For this presentation, she wanted to see whether it was possible to do a full elucidation starting from the raw data, all the way to the solution in less than 30 minutes. She was able to achieve this with several of her in-house Pfizer compounds, and then, for the purposes of this presentation reproduced these findings with compounds she could share in a pubic forum.
In this presentation she goes through 3 such examples.
The most interesting piece for me was her discussion regarding the CASE limiting step in slides 9 and 10.
In an ideal world, we would be talking about completely automated structure elucidation. Of course, we are not quite there yet, but it is still a dream, as Elyashberg et. al refer to it in the J. Chem. Inf. article.
In the meantime, the process generally involves some manually handling of the data. For this process the general principle applies, “Garbage IN- Garbage OUT”
So the quality of data as well as the peak picking of said data is crucial.

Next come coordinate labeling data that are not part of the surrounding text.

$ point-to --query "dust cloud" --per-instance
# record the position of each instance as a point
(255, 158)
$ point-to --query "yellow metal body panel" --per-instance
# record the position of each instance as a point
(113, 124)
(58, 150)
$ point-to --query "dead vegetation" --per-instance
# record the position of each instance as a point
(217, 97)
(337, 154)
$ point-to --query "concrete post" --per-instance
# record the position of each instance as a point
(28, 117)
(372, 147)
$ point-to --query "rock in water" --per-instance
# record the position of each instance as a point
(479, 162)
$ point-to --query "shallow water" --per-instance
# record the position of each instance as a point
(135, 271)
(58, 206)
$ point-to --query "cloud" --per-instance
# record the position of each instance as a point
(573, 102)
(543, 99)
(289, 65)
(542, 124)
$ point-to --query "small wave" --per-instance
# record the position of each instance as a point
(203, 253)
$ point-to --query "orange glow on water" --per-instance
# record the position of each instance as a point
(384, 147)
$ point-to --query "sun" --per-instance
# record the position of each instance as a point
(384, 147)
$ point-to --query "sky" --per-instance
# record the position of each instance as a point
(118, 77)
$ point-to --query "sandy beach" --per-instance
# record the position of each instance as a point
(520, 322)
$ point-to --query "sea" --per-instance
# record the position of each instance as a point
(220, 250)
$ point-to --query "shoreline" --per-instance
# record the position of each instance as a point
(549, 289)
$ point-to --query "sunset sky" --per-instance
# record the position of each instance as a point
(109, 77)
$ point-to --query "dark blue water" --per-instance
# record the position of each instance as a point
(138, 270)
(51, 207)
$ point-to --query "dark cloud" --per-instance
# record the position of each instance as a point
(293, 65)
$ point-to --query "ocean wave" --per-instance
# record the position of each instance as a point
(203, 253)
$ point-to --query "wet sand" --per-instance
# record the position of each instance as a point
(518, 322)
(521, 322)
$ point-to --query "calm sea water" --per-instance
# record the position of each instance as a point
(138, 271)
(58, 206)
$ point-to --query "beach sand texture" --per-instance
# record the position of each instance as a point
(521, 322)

The peak picking of multiple spectra is what Anna was referring to as the CASE-limiting step. We have made tremendous strides over the years to simplify this process as much as possible (Check out the demonstration movie here). But the traditional argument seems to still apply for some:
Why would I spend so much time peak picking all my 2D spectra?
By the time I finish picking and grooming the data, I have already solved the structure, so what’s the point?
I will try to address these questions in a different post, but in the meantime, what’s Anna’s answer?
NMR Workbook, and specifically the NMRSync technology that we developed and released late last year. Note, that NMR Workbook is included with ACD/Structure Elucidator.
Anna proclaims that thanks to NMR Workbook, there is no longer a CASE-limiting step. With syncrhonized peak picking which carries through peak picking applied in one spectrum, to all others associated with the sample, the time spent to prepare the data is drastically reduced and is more consistent with the natural workflow.
For those unfamiliar with NMR Workbook and the NMRSync functionality, I introduced it on the blog about a year ago:
If you want to skip right to the demonstration go here:
This product has turned out to be immensely popular and has evolved a long way in just one short year. Admittedly, it’s probably been the biggest reason I have not been blogging as much over the past year, I have been touring the world showcasing this product, as well as our other solutions.
I hope over the next little while I can dive a bit more into the details of the product.